À Kinshasa, deux observateurs attentifs de la scène politique régionale, Bwami Kabungulu Eric, analyste politique, et Bheso Enziam, acteur civique engagé, suivent de près la dynamique diplomatique qui s’intensifie entre la République démocratique du Congo et le Rwanda.
Selon eux, la rencontre annoncée pour le 4 décembre 2025 à la Maison-Blanche, où le Président Félix-Antoine Tshisekedi Tshilombo et son homologue rwandais Paul Kagame sont attendus pour la signature d’un accord de paix, constitue un moment historique dont les implications méritent d’être clairement expliquées à la population.
Clarifier un tournant diplomatique majeur
Bwami Kabungulu Eric insiste sur le fait que cette rencontre n’est pas un événement isolé, mais l’aboutissement d’un long processus diplomatique amorcé depuis plusieurs mois. D’après lui, l’implication directe des États-Unis, à travers une médiation active de la Maison-Blanche, témoigne d’un changement de posture internationale face à la crise sécuritaire dans l’Est de la RDC.
Pour l’analyste, « la présence simultanée de Tshisekedi et Kagame à Washington signifie que la communauté internationale exige maintenant une solution durable, transparente et engageante pour les deux pays. La paix ne peut plus rester un slogan : elle devient une obligation politique. »
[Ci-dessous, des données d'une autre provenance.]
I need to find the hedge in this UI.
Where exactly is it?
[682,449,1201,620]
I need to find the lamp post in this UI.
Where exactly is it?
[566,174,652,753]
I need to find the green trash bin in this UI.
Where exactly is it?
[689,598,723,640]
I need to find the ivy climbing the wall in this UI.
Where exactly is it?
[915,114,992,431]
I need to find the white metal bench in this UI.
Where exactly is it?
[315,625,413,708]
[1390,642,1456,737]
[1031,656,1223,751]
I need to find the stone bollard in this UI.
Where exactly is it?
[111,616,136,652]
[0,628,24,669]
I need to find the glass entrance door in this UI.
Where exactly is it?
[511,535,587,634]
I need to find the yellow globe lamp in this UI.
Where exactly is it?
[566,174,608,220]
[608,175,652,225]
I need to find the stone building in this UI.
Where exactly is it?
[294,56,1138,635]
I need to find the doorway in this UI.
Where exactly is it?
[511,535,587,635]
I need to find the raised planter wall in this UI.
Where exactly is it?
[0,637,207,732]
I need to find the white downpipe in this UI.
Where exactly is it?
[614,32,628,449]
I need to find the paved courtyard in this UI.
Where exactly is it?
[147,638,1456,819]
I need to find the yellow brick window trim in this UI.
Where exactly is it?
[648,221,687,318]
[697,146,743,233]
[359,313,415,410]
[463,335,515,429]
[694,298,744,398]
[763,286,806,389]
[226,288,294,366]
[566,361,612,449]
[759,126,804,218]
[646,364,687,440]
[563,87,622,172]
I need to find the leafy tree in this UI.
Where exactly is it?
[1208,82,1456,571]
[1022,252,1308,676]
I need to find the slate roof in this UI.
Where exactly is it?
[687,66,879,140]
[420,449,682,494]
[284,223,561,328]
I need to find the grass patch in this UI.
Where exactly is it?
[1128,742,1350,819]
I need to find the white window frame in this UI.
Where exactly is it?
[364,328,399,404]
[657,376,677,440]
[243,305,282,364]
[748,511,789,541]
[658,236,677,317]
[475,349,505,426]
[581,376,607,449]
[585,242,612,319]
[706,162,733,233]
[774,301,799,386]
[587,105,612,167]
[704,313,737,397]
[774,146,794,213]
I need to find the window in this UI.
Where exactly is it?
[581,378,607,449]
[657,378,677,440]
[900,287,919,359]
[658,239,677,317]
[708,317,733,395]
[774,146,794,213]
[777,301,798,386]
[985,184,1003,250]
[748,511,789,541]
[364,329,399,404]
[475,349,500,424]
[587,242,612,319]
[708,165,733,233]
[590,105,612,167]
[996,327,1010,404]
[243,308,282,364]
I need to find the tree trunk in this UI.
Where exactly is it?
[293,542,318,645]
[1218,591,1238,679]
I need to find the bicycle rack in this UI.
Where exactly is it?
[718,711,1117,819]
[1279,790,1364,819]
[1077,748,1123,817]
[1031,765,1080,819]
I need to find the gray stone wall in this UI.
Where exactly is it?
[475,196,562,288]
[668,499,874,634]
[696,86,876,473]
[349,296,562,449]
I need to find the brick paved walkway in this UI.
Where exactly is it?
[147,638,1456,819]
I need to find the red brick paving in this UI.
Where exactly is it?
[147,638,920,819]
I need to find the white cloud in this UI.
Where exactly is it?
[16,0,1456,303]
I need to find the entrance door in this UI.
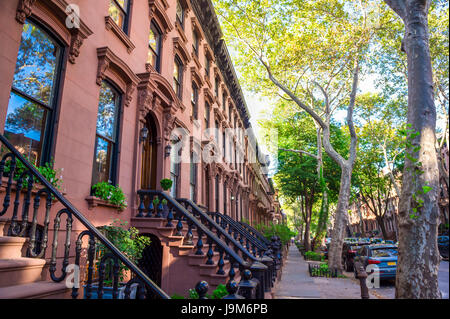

Bheso Enziam : une opportunité unique pour le peuple congolais
De son côté, Bheso Enziam, se montre optimiste. Il affirme que la signature annoncée ouvre la voie à un espoir réel pour les populations meurtries du Nord-Kivu, de l’Ituri et du Sud-Kivu, épicentres de la violence depuis des décennies.
Selon lui, « si cet accord est signé et appliqué avec rigueur, il pourrait mettre fin à certaines interférences régionales, réduire les tensions, réorganiser les mécanismes sécuritaires et relancer une coopération fondée sur la vérité et le respect mutuel. »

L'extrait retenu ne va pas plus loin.